In the afternoon I returned to the road to Montevideo. Fork-tailed palm-swifts wheeled overhead. In the reed-and-brush “grotto” on the trail to the cultivated area I found Plain-brown woodcreeper and whistled in a Silvered antbird (Sciatera naevia). Back on the road a RUFOUS-BREASTED WREN (Thryothorus rutilus) sang and showed well in a roadside bush. The vines and slender trees framing a rivulet running under the road briefly hosted a beautiful GREEN HERMIT (Phaethornis guy) flashing the characteristic elongated white central tail feathers. A trogon - probably Violaceous - appeared and then fled, and a beautifully patterned Turquoise tanager (tangara mexicana) also was present feeding.

Back in Grande Riviere I found Yellow oriole (Icterus nigrgularis) right by the hotel, and Spotted sandpiper (Actitis macularius) on the beach.


In the morning at first light I hiked up the road to Montevideo again, hoping for Short-tailed nighthawk, but had only a distant bird calling that might have been a Mottled owl before the sun rose. At the crest I looked around for a while and a group with a guide caught up with me there. The guide advised me that White-bellied antbird was commonly heard at one end of the trail that cut off that loop of the road, so I headed down there and spent some time trying to get a visual on a singing bird without success. Soon the group, having seen the guans arrive at their customary hour, came along that stretch of road and I decided to go ahead and pay to join the guided tour.

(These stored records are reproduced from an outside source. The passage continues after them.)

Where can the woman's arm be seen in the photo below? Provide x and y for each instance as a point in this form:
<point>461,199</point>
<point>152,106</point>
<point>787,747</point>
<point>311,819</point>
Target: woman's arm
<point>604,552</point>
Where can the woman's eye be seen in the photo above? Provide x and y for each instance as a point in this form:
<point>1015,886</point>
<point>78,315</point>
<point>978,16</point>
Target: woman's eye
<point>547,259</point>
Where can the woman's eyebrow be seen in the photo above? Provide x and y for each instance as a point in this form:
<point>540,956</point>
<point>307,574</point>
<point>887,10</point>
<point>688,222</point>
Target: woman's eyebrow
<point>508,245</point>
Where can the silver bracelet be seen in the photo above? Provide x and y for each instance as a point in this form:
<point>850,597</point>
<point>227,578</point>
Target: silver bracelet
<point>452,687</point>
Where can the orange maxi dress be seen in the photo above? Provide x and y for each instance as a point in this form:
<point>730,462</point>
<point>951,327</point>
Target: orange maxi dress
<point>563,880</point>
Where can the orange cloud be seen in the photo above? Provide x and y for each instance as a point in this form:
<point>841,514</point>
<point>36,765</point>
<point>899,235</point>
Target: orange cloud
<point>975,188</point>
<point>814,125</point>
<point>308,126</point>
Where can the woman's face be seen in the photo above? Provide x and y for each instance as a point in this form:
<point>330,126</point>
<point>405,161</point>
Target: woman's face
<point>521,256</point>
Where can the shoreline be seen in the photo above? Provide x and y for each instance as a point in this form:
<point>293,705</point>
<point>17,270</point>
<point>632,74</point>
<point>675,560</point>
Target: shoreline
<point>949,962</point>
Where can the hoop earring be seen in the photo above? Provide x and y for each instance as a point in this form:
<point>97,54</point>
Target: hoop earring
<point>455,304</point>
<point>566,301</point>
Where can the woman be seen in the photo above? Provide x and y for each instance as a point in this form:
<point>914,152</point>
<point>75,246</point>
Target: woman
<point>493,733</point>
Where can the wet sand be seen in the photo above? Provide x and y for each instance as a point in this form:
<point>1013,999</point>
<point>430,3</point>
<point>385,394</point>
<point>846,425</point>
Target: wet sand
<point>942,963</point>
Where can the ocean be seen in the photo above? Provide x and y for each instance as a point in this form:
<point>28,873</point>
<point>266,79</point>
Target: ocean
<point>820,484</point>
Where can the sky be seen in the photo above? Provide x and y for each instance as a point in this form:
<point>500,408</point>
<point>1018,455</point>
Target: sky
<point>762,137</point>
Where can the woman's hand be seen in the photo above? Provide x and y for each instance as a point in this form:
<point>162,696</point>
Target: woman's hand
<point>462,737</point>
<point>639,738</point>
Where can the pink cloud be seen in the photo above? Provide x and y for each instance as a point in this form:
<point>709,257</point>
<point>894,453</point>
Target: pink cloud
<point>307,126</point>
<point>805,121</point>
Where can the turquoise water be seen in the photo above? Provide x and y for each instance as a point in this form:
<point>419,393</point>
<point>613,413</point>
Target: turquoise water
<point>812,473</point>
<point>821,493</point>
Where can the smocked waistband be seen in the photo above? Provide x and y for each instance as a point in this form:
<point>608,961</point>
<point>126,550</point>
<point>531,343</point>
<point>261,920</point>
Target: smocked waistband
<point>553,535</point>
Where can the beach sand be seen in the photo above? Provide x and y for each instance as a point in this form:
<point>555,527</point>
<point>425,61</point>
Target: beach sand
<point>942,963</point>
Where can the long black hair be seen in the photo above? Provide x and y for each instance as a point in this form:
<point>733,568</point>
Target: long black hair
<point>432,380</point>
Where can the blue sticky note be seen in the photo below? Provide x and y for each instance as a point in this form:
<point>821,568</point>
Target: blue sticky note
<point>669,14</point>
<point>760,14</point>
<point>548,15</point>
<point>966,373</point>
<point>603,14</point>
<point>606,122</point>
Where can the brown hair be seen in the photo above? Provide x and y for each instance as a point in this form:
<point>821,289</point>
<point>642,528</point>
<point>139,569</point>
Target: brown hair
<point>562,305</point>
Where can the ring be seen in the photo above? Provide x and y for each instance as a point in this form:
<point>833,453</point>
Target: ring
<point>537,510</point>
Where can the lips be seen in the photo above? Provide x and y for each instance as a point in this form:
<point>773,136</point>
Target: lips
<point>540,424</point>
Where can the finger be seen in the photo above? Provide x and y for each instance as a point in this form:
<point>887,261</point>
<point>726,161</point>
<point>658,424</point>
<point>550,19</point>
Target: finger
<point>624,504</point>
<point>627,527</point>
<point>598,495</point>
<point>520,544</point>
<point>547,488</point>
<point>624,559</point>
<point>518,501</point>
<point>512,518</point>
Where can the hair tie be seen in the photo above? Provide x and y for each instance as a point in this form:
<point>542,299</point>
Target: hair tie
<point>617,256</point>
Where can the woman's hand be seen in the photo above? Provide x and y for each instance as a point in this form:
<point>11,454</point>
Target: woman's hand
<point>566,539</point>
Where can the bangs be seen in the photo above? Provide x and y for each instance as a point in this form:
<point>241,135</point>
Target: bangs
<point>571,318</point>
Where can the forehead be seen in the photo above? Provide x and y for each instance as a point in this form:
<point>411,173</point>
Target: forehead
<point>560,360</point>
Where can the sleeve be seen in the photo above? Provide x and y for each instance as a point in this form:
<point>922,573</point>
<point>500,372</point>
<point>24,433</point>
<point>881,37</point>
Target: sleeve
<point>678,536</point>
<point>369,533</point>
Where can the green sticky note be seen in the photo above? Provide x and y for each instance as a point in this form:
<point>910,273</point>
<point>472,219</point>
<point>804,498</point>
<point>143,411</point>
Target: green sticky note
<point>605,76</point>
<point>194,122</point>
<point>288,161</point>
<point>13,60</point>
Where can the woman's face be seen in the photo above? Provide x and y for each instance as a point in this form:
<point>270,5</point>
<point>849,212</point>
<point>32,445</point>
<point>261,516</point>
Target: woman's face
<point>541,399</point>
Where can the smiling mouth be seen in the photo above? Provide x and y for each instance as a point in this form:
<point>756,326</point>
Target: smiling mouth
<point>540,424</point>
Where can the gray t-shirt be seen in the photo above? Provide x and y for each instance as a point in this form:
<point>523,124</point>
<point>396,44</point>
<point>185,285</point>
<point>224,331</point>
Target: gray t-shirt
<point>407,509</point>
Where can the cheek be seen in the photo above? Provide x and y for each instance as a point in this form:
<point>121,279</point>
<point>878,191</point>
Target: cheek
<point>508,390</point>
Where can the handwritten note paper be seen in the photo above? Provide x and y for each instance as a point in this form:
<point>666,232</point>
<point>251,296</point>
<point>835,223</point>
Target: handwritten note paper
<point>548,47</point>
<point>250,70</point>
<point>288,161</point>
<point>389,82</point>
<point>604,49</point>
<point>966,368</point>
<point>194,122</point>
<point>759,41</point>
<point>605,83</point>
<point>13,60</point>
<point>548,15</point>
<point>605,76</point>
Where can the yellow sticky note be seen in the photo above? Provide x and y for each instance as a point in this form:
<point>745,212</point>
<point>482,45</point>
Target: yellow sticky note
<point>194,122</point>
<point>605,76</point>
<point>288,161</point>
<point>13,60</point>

We had good luck along the road, finding Gray-headed kite (Leptodon cayanensis), Plain antvireo (Dysithamnus mentalis), Forest elaenia (heard only) (Myiopagis gaimardii), Tropical pewee (Contopus cinereus), Squirrel cuckoo (Piaya cayana), and Channel-billed toucan (Ramphastos vitellinus). Soon we had a calling trogon that the guide indicated was the former Violaceous trogon, now GUIANAN TROGON (Trogon violaceus), and after some work I was able to locate it in the trees by the roadside for decent viewing . A Common black-hawk (Buteogallus anthracinus) soared past .

Coming back along the road we had a pair of LONG-BILLED STARTHROATS (Heliomaster longirostris) at the top of a slender leafless tree; views were not excellent but they were diagnostic. A singing bird in brush behind a small section of chain-link fence eventually came to the fence in response to the guide’s playback, yielding the hoped-for sighting of WHITE-BELLIED ANTBIRD (Myrmeciza longipes)! It was one of those one-piece-of-the-bird-at-a-time sightings, but the handsome coloration and physiology were well appreciated.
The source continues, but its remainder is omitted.